Published:Thursday | February 8, 2018 | 12:00 AMMcPherse Thompson

There will be no disruption to the trade arrangements between Jamaica and other members of CARIFORUM as a result of the impending separation of Britain from the European Union, High Commissioner to Jamaica Asif Ahmad has assured.

But Ahmad said his ambition goes beyond that, explaining why the relationship will be different post-Brexit.

He said that since Jamaica became politically independent in 1962, the United Kingdom has reduced its commercial interaction with its former colony rather than expanding it.

The High Commissioner said when Jamaica gained independence the United Kingdom probably had as close to 100 per cent of the market share in Jamaican commerce, but now with Jamaica’s imports of more than US$1.4 billion per annum Britain is selling only US$80 million worth of goods to Jamaica.

“We have simply fallen off the radar and our mission really is to redress that and I think in many respects Brexit will be an opportunity that will become apparent,” he said while speaking at a Leaders-to-Leaders forum at the Jamaica Pegasus Hotel, New Kingston on Wednesday.

Ahmad said he believe the relationship will be different post-Brexit because “I do not have to think what other members of the EU think about our relationship with Jamaica. We can strike our own bilateral deal or a regional one. You can decide with us whether you want these terms or not. But the guarantee we are giving is that the economic partnership agreement and the Cotonou (agreement) and its featured iterations we start with that in the bag. We will not be any worse off than where we are right now.”

Outlining some of the opportunities Jamaica has in terms of trade with the United Kingdom, the High Commissioner recalled that Britain argued fervently for the original banana regime “because we wanted to protect Jamaica. It hasn’t helped. Jamaica’s exports of bananas to the UK is negligible and in many respects …it has stopped exporting altogether. There is no reason why it shouldn’t.”

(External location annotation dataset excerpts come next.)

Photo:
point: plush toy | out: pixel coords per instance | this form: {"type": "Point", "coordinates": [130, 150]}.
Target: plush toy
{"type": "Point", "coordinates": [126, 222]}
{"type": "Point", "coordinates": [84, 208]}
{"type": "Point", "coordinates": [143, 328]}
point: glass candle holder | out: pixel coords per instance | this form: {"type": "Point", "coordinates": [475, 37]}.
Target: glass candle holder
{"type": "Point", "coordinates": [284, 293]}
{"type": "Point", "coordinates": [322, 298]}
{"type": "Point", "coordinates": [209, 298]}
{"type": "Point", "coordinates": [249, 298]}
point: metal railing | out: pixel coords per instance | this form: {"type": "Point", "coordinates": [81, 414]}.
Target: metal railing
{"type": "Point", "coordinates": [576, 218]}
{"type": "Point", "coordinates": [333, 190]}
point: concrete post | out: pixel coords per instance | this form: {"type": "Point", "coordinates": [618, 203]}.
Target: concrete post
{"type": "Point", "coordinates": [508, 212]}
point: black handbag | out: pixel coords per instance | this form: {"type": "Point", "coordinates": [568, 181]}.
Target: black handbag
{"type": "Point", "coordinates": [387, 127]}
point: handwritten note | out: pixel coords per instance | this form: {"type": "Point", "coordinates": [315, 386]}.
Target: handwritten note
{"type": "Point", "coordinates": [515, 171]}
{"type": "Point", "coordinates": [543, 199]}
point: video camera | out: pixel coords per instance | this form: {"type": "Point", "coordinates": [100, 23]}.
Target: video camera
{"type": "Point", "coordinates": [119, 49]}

Alluding to other products which can be exported to the United Kingdom, Ahmad said “I say this without fear of contradiction – and many of my Jamaican friends have heard me say this – I have not tasted better avocados anywhere else on this planet, but we don’t have Jamaican avocados in the UK.”

He went on: “The instructions I have given to my resident chef is that all my fruits and vegetables have to be sourced from Coronation Market (in Kingston) even if it’s inconvenient. It’s really simple. It’s just good stuff. And it’s fresh.”

Other opportunities also present themselves in export of other agricultural products.

“I serve as ambassador to Thailand where the time from farm to market, priced, labeled and ready to go is 48 hours. Fresh from the fields, on the supermarket shelves, ready to be consumed. Which means you can take your product to near ripeness instead of going through the process of artificial ripening,” Ahmad said.

“But in between many of them have gone into food in the value added sector. And there is no reason why Jamaica can’t do that because there is demand for it. In the UK people are buying products that are labeled Jamaica style when it doesn’t come from here. There are products that are completely fictitiously labeled that they are sourced from Jamaica  when they are not,” he said.

There are also opportunities in financial services, said the High Commissioner. He said that while some of Jamaica’s financial institutions have a presence in Britain through representative offices, he gave an open invitation to any of those institutions to set up full subsidiaries there.

“And as we do that, (we can) start to address the problem that financial institutions in Jamaica are facing of being taken out of the marketplace through what is called derisking. We don’t want to derisk Jamaica of the UK. We are partners of the financial system and we welcome you there,” he said.